In der Weihnachtsgeschichte müssen die Engel zurück in den Himmel marschieren, deshalb beauftragen sie die besten Kämpfer, den Schutz des neugeborenen Königs zu übernehmen. Der Chor der Engel ist sozusagen die feierliche Wachablöse.

Die Hirten eilen zum Stall von Bethlehem. Warum aber bleiben sie nicht dort und halten Wache?

Die Hirten übernehmen den Auftrag der Engel sofort. Sie gehen nach Bethlehem. Und was sehen sie? Etwas total Normales. Mutter und Kind geht es gut, es sind auch Freunde und Verwandte da. Deshalb kehren sie beruhigt zu ihren Schafen zurück.

Etwas total Normales?

Naja, wir lesen, dass der Sohn Gottes geboren worden ist, aber es war eine ganz normale Geburt. Eine schöne, doch ganz normale Geburt! Wir gehen davon aus, dass antike Texte immer nur das Besondere überliefern. Wenn nichts Besonderes vorgefallen ist, dann wird das nicht eigens berichtet. Dann war es normal.

So ist es bei den Evangelien, sie sagen nichts über den Geburtsvorgang. Also müssen wir fragen, wie geschah damals eine normale Geburt? Es war ein freudiges Ereignis, aber natürlich eine reine Frauensache, Männer hatten dabei nichts verloren.

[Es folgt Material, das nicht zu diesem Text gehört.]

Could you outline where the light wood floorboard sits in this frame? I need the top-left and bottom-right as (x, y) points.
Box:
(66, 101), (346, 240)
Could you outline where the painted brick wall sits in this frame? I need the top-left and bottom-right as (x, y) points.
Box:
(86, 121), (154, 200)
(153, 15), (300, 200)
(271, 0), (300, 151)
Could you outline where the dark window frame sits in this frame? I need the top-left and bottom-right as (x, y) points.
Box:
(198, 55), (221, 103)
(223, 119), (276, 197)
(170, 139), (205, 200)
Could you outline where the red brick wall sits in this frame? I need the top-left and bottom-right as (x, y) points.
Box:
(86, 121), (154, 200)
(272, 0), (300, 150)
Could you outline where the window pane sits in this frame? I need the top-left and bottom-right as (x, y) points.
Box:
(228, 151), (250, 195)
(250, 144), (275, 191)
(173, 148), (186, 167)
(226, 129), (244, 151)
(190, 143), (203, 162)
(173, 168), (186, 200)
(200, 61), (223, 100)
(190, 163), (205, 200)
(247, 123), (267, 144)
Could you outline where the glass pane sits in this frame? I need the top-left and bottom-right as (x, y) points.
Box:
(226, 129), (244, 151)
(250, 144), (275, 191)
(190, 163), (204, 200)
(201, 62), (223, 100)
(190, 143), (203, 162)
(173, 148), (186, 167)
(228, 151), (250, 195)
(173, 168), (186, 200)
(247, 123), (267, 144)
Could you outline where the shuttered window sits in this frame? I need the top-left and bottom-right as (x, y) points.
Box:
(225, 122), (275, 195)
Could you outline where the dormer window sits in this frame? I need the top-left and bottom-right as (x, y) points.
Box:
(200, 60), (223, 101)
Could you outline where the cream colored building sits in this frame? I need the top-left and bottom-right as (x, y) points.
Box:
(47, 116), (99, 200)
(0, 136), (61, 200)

Woher wissen Sie, dass die Hirten auch Freunde und Verwandte angetroffen haben? Wir stellen uns doch die heilige Familie arm und ausgestoßen vor, „weil in der Herberge kein Platz für sie war ...“

Eine Herberge wäre kein schöner Ort gewesen, da ging man mit Prostituierten hin, nicht mit einer Hochschwangeren. Es war Martin Luther, der das Wort Herberge in die Übersetzung brachte. Heute wissen wir, mit dem griechischen Wort „Katalyma“ ist eine Art Gästezimmer oder Lagerraum gemeint. Die einfachen Häuser hatten damals zwei Räume. Im großen Hauptraum spielte sich alles ab, nachts schliefen da auch die Tiere und es gab eine Futterkrippe in der Wand.

Die Weihnachtsgeschichte erzählt von der Volkszählung, es waren also viele Leute in Bethlehem bei ihren Verwandten untergebracht. Plötzlich bekommt Maria die Wehen. In dem möglicherweise überfüllten Gästezimmer war nicht genug Platz für die Geburt, also wird sie in den Hauptraum gebracht. – Die Tiere waren tagsüber selbstverständlich draußen. – Die Frauen halfen bei der Geburt. Dann legten sie das Neugeborene an den sichersten Ort, das war die Futterkrippe.

Die berühmte Weihnachtsgeschichte erzählt also keine armselige Geburt?

Erst die spätere Deutung sagte, dass Jesus einsam geboren wurde, nachdem seine Mutter von den Wirtsleuten abgewiesen wurde. Die Beschreibung des Lukasevangeliums dagegen ist historisch glaubwürdig, und sozialgeschichtlich und kulturell authentisch. Jesus kommt behütet zur Welt, von der Dorfgemeinschaft freudig umsorgt, in einem gewöhnlichen judäischen Haushalt.

Das klingt schön, bringt aber unsere Vorstellung von der Heiligen Nacht ziemlich durcheinander...

Unsere Absicht ist es nicht, die Weihnachtsgeschichte zu zerstören. Im Gegenteil, die wissenschaftlichen Methoden führen dazu, dass man sich auf das Wesentliche konzentriert: Winter oder Sommer, Höhle oder Stall? Wir wissen es nicht, aber es ist nicht wichtig. War Josef dabei? Vielleicht. Die Windeln stehen nicht im Text.

Hirten, Engel, die drei Könige - sie waren weder drei noch Könige... Lauter Sachen, die das Drumherum bilden. Das Wesentliche aber ist, dass hier Menschen von ihrem Glauben schreiben, dass Gott in die Welt gekommen ist.

Und was kann das für uns heute bedeuten?

Weihnachten ist bei uns stark von Wirtschaft und Konsum bestimmt. Da ist es wieder notwendig, sich auf das Wesentliche zu konzentrieren: Gott kommt in die Welt und möchte den Menschen nahe sein.